Hot Slut Of The Day!

February 27, 2012 / Posted by:

Because you know this mess was coming, here’s Angie Jolie’s right leg which was the breakout meme of last night’s annual Hollywood circle jerk sponsored by Ambien. I don’t know if Angie got high from the toxic fumes wafting off of Wanderlust after it bombed at the box office, but she was posing hard like she was stuck in a hallucination where she was Lea Michele. That was some trademarked Lea Michele posing right there. Bitch stuck her right leg out like her pussy was on fire. Bitch stuck her right leg out like she was getting into the birthin’ stance just in case a newborn needed to fall out. Or just in case an orphan stowed away in her UNICEF crotch during one of her trips to the third world and needed to come out. It was that kind of stance.
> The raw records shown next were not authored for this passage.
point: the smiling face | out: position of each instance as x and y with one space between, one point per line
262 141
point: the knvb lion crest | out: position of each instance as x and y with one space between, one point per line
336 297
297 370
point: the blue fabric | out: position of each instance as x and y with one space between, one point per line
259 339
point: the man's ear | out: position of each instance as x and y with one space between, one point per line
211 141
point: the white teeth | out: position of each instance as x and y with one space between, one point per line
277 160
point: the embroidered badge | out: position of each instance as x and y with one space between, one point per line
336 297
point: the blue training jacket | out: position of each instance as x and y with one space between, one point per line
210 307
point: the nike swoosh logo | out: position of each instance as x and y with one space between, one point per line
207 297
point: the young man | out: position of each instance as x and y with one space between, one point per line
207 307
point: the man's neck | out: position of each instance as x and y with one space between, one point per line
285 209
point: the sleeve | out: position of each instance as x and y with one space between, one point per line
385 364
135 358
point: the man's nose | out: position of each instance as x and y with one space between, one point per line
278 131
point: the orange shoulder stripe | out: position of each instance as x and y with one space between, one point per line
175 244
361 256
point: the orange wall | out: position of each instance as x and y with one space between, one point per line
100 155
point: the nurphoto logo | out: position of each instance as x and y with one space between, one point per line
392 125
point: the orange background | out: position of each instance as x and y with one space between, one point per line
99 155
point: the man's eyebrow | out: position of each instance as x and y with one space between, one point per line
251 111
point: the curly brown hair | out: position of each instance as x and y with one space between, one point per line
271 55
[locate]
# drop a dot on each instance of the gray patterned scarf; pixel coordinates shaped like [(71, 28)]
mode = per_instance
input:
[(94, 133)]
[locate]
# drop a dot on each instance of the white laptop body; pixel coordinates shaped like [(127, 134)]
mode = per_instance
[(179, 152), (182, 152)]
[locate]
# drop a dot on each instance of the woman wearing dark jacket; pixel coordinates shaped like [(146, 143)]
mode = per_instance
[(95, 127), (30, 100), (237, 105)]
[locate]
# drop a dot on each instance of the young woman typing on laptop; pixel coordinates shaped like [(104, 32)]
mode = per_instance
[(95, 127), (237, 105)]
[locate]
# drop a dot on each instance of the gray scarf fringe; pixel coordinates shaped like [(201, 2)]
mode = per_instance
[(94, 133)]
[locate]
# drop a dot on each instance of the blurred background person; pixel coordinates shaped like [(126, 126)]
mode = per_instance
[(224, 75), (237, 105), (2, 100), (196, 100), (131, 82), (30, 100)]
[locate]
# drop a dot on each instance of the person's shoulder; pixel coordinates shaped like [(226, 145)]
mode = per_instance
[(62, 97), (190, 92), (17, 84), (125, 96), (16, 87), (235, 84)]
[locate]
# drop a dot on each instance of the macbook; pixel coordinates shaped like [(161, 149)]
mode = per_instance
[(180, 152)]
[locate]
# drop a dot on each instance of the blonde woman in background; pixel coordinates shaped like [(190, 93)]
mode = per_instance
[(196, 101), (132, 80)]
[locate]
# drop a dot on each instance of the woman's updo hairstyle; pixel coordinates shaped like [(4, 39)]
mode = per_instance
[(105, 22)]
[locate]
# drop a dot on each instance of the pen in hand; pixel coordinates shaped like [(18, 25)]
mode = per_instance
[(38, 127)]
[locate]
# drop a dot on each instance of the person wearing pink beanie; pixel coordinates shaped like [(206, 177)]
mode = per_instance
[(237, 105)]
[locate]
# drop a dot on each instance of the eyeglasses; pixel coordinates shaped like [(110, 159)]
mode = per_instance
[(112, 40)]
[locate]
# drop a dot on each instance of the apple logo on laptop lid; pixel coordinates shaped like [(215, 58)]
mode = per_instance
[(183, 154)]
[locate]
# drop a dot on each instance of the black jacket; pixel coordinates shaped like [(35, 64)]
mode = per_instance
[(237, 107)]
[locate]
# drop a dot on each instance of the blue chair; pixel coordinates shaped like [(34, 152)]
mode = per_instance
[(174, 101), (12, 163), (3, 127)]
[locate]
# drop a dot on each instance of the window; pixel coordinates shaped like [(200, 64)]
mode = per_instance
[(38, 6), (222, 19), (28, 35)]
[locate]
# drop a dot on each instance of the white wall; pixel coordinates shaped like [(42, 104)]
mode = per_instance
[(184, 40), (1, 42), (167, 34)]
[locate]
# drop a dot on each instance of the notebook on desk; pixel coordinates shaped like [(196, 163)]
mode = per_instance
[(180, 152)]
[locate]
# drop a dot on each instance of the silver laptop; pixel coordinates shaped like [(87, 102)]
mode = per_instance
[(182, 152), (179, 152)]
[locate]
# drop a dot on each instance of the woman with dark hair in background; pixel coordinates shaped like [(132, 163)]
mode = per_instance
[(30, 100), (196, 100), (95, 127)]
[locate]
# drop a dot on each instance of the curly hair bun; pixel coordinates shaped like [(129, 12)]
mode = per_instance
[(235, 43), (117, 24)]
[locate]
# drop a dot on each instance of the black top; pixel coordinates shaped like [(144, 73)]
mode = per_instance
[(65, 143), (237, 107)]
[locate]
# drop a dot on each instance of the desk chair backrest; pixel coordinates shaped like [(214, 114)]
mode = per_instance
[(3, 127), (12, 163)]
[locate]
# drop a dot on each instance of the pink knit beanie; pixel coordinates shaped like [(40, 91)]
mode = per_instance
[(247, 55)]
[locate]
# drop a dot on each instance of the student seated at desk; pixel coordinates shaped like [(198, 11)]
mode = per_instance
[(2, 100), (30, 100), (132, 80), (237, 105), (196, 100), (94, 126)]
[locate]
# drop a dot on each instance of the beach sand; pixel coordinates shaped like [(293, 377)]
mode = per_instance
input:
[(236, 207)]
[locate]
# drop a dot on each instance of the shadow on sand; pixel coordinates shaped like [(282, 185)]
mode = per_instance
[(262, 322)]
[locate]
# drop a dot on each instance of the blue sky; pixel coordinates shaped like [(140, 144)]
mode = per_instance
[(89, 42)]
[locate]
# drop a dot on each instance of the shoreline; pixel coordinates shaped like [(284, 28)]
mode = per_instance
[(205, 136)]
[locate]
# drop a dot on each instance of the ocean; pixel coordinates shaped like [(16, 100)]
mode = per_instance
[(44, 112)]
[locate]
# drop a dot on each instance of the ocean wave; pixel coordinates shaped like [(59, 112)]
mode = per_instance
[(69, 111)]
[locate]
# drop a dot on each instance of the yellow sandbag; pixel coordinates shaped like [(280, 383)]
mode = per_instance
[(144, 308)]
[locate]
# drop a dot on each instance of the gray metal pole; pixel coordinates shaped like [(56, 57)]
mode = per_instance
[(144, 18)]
Angie’s right leg already has over 11 thousand followers on Twitter, has started a war with Jennifer Aniston’s right leg and I’m sure the makers of prosthetic legs slaved away all night making a knock-off version of that leg. Heather Mills have one strapped to her by noon. Hysteria over Angie’s fame-whoring leg reached a fever pitch when she presented the award for Best Adapted Screenplay, and one of the winners Jim Rash (aka Not-Moby) celebrated by making fun of her “LOOK AT ME LEG” pose right to her face. This is the pose that launched a thousand Brangeloonie shits:

Yes, Angie will get revenge on Not-Moby by sucking the life out of his body and storing it in her right knee cap so he’ll live forever in her CAN-CAN RIGHT LEG OF DOOM, but it was worth it. And by the time I hit publish on this shit, Angie’s right leg will officially be the dead, beaten horse of the Oscars, which is kind of funny since it looks like it just beat a dead horse.